In 2020, Juurlink, Zipursky, Naylor, and several other experts—including Nick Bateman, the Scottish toxicologist; Thomas Hale, one of the world’s leading scientific authorities on breast milk; and Ronald Cohn, who had replaced Naylor as president and C.E.O. at the Hospital for Sick Children—wrote to The Lancet, asking the journal to retract Koren’s paper. “For more than a decade now, Koren either knew or ought to have known that his original interpretation of the case was flawed yet he took no corrective action,” the letter read. “He instead continued to publish work citing this case as foundational to consideration of the risks of opioid use while breastfeeding.”
The journal referred the request back to the Hospital for Sick Children, which established an internal research-integrity review. Since Cohn had signed the letter asking for retraction, the lead inquirer did not report to him.

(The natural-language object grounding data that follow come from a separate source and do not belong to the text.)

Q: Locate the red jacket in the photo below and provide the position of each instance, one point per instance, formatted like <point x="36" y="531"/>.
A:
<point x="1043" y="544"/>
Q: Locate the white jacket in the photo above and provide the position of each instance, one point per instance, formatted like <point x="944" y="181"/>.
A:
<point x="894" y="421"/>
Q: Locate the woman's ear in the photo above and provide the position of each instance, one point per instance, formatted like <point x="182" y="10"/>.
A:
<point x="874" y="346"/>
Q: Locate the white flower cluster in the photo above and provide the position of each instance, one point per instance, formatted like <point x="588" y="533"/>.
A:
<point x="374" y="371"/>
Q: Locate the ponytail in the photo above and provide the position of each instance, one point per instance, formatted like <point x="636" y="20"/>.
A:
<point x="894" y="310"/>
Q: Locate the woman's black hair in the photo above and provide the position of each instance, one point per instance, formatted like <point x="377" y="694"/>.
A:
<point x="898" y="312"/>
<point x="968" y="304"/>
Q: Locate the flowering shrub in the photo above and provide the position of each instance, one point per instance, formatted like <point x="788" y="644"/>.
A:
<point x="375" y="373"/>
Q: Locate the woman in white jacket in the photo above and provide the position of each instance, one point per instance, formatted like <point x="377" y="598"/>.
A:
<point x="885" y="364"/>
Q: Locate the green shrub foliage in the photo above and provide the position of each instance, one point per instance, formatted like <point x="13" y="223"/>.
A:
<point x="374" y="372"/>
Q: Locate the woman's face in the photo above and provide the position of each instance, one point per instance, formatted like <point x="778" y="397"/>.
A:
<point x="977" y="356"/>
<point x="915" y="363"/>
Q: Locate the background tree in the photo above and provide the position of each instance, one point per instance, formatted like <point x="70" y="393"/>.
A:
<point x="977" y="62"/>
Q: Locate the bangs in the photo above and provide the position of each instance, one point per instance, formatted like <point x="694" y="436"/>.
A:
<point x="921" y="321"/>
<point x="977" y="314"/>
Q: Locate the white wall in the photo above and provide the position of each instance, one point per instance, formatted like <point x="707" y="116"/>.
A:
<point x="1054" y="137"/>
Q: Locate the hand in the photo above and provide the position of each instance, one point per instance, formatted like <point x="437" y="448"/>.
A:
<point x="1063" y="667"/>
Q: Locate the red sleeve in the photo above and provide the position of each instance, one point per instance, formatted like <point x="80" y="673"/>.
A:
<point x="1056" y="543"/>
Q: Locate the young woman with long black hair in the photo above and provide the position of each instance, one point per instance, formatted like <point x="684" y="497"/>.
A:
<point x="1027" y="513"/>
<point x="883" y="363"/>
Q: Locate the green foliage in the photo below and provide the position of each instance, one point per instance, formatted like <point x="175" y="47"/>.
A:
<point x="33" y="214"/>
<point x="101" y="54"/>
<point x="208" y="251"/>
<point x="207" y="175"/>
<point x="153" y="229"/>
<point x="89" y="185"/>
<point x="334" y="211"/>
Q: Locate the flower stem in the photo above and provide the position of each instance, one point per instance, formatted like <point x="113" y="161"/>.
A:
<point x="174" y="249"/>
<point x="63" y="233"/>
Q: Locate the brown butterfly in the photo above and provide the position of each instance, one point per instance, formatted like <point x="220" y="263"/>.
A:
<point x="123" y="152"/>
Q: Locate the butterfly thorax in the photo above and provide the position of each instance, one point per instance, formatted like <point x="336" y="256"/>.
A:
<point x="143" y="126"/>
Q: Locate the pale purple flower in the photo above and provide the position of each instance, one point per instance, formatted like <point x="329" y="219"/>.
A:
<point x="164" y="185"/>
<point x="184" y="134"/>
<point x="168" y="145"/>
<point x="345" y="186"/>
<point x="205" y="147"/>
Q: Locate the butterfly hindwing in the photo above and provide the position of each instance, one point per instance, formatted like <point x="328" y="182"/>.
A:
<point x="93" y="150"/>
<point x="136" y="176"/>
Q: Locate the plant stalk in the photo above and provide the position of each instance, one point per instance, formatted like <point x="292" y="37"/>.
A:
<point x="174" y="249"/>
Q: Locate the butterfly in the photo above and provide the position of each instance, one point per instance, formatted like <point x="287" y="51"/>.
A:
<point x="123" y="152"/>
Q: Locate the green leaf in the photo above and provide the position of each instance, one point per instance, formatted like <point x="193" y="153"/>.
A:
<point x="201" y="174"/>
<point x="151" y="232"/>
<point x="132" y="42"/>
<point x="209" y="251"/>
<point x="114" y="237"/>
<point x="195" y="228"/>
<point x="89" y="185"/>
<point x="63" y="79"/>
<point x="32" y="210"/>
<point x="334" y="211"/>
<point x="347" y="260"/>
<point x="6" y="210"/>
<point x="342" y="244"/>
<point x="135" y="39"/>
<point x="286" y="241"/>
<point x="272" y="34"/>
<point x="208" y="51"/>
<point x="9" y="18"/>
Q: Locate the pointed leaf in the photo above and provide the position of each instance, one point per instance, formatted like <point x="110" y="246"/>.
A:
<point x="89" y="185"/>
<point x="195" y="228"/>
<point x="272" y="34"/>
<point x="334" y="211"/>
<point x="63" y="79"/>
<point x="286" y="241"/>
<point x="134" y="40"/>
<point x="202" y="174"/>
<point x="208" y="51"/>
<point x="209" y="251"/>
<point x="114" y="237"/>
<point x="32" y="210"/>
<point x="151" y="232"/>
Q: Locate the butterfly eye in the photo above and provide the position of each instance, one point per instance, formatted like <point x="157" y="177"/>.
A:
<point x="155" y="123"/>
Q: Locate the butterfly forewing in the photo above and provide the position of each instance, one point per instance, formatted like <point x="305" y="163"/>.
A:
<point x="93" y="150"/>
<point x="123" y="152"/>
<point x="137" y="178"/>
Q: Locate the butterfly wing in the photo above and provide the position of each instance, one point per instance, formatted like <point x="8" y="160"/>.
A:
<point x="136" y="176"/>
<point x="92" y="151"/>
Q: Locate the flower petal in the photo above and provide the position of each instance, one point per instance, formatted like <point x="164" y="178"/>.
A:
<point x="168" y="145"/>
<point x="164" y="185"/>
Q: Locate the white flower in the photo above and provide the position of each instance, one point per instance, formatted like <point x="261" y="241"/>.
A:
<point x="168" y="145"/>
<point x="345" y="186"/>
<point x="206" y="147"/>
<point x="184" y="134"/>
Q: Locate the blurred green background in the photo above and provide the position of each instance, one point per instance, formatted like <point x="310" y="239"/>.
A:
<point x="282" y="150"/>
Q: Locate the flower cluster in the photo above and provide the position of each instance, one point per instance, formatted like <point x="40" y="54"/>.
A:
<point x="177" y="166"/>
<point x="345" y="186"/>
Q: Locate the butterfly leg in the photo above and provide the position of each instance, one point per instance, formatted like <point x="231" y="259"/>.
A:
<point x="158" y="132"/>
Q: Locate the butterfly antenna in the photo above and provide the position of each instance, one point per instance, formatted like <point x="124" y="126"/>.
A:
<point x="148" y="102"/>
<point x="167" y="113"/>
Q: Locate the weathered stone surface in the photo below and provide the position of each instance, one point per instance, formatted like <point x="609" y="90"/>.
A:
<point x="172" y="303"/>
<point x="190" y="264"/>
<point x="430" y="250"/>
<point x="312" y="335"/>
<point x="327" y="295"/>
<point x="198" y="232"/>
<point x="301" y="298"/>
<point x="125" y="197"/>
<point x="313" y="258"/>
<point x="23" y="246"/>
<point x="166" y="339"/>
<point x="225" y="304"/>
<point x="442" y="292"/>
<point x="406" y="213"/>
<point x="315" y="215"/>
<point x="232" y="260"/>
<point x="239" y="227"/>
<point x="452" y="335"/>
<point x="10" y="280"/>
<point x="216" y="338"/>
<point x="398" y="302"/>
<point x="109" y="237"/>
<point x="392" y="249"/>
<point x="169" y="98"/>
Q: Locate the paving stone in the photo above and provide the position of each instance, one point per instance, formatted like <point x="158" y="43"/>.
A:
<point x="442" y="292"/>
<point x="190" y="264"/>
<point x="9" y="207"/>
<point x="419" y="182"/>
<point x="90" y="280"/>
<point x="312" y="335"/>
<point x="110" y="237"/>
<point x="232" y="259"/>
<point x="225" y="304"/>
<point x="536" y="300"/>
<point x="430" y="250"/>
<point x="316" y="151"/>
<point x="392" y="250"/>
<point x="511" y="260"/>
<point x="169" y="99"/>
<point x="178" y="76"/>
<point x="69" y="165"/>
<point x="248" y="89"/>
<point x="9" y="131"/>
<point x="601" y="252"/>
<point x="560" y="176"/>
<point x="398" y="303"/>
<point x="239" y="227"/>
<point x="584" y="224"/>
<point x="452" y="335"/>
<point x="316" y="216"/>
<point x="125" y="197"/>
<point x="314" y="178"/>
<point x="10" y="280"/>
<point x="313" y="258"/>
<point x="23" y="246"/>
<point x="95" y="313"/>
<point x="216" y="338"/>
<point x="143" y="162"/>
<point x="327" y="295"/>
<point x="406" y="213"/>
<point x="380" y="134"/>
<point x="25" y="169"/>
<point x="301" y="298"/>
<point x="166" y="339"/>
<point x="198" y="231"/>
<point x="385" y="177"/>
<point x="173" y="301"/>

What followed was an exercise in obfuscation through institutional review. There was no meaningful effort to assess whether Juurlink’s analysis disproved Koren’s; instead, the reviewers narrowed the scope of their inquiry to the matter of whether Koren’s team had demonstrated such a “lack of rigour” that retraction was unavoidable.
Koren sent the review team a bizarre eight-page document, which contained factual errors, non sequiturs, multiple font sizes, and what appeared to be copied-and-pasted correspondence with Rani. The hospital’s research-integrity office chalked it up to a scientific dispute. The editors of the Canadian practitioners’ journals offered to provide The Lancet with the unambiguous findings of their own review, but The Lancet declined. An independent expert I contacted told me that, some years ago, The Lancet had asked him to weigh in on the subject—then ignored his advice to retract. Koren’s case report remains on the journal’s website, with no notes or corrections appended, and serves as the core basis for regulatory guidance on the subject of breast-feeding and codeine all over the world.
In the decades since Koren’s first warnings concerning codeine and breast milk, public-health authorities and patient-advocacy services have issued guidance to new mothers that ranges from scientifically incoherent to potentially dangerous. A clinical report published by the American Academy of Pediatrics in 2013 cites the Lancet case as a reason to avoid prescribing codeine to breast-feeding mothers but notes that morphine—its metabolite—“appears to be tolerated by the breastfeeding infant.” The same guidelines also recommend the use of hydromorphone, which is about forty times more potent than codeine and can be highly addictive. Meanwhile, the U.K.’s National Health Service categorically warns against taking codeine while breast-feeding but allows for the use of fentanyl.